Resting on their laurels for 63 days while factories are shut down, James Allison expects Mercedes will return to work in a creative “explosion”.
It is all quiet on the Formula 1 front as once again the factory shutdown period has been extended.
Teams will not be permitted to step foot in their factories until early June, yet another way that the sport is trying to save money.
However that doesn’t mean team personnel – especially the design teams – aren’t thinking of new ideas.
Mercedes technical director Allison is expecting to be hit with a barrage of creative ideas when Mercedes again opens its doors later this year.
“We are of course in an industry shutdown because if we can’t race we can’t earn; if we can’t earn we shouldn’t spend, and so shutdown is the most sensible way for us to traverse this difficult period,” Allison said in an interview on Mercedes’ Youtube page.
“But it doesn’t mean that your brain shuts off completely and up and down our company there will be many an engineer who is sitting there pondering how to make the car faster when we do eventually return to work.
“I think this break will prompt all sorts of creative ideas in our team, because quite often the best ideas come when you are faced with a different challenge, when your mind is running free and doing different things.
“So I suspect when we get back — having had our creativity and our effort stymied — I suspect that when we get back we will have an explosion of creative effort among the whole team.”

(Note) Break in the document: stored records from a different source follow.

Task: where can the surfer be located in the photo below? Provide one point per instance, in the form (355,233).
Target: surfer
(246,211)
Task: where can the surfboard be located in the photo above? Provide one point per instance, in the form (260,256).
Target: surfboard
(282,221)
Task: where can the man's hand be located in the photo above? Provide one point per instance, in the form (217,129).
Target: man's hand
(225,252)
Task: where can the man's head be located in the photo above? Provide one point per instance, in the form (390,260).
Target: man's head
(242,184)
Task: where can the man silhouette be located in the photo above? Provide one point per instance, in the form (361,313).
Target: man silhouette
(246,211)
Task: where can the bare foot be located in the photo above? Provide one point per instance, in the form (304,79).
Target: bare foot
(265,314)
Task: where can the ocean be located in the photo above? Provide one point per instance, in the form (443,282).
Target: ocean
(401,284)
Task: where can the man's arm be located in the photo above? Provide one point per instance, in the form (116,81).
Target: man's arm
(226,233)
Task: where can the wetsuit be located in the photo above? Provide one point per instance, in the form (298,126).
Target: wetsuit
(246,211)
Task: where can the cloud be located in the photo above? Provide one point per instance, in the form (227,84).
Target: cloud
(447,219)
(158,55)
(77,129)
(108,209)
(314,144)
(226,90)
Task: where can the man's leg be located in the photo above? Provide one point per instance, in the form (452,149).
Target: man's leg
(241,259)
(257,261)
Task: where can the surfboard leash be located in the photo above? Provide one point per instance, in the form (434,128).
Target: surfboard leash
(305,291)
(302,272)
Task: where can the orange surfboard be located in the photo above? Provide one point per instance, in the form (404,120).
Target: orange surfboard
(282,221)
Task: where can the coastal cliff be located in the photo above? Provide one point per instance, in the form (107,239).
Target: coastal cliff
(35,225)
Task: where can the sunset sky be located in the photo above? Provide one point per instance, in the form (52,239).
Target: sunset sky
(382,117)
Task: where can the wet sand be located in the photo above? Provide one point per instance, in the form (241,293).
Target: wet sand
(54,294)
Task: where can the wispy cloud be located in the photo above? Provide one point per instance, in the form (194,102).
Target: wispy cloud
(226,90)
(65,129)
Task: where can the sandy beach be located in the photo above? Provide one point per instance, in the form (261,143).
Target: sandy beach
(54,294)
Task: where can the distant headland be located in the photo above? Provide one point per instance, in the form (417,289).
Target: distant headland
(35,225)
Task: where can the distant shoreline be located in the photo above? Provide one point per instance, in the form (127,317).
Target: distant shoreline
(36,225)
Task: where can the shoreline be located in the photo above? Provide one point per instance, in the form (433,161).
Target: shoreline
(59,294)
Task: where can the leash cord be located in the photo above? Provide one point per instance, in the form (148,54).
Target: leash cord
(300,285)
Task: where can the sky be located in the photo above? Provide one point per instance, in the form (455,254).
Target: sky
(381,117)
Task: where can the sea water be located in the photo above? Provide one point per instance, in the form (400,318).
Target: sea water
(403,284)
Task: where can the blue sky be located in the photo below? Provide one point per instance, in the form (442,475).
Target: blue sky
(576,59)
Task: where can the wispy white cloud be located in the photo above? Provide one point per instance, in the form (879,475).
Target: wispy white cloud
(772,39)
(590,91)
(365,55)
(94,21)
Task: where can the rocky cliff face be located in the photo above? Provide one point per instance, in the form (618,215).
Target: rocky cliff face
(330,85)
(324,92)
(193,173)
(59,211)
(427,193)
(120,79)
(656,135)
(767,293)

Mercedes has already bagged this year’s innovation prize, introducing the DAS system during pre-season testing in Spain.
The Dual Axis Steering system controls the toe of the front wheels, allowing for more speed down the straight and better grip through the corners.
While some reports claimed it could be worth two seconds per laps, Mercedes motorsport boss Toto Wolff rubbished this.
“We don’t want to reveal too much about it yet, but whoever thinks it will give us two seconds is wrong,” he told Bild am Sonntag newspaper.
“It is one of many innovations on the new car. Ultimately, it is the overall package that is crucial.”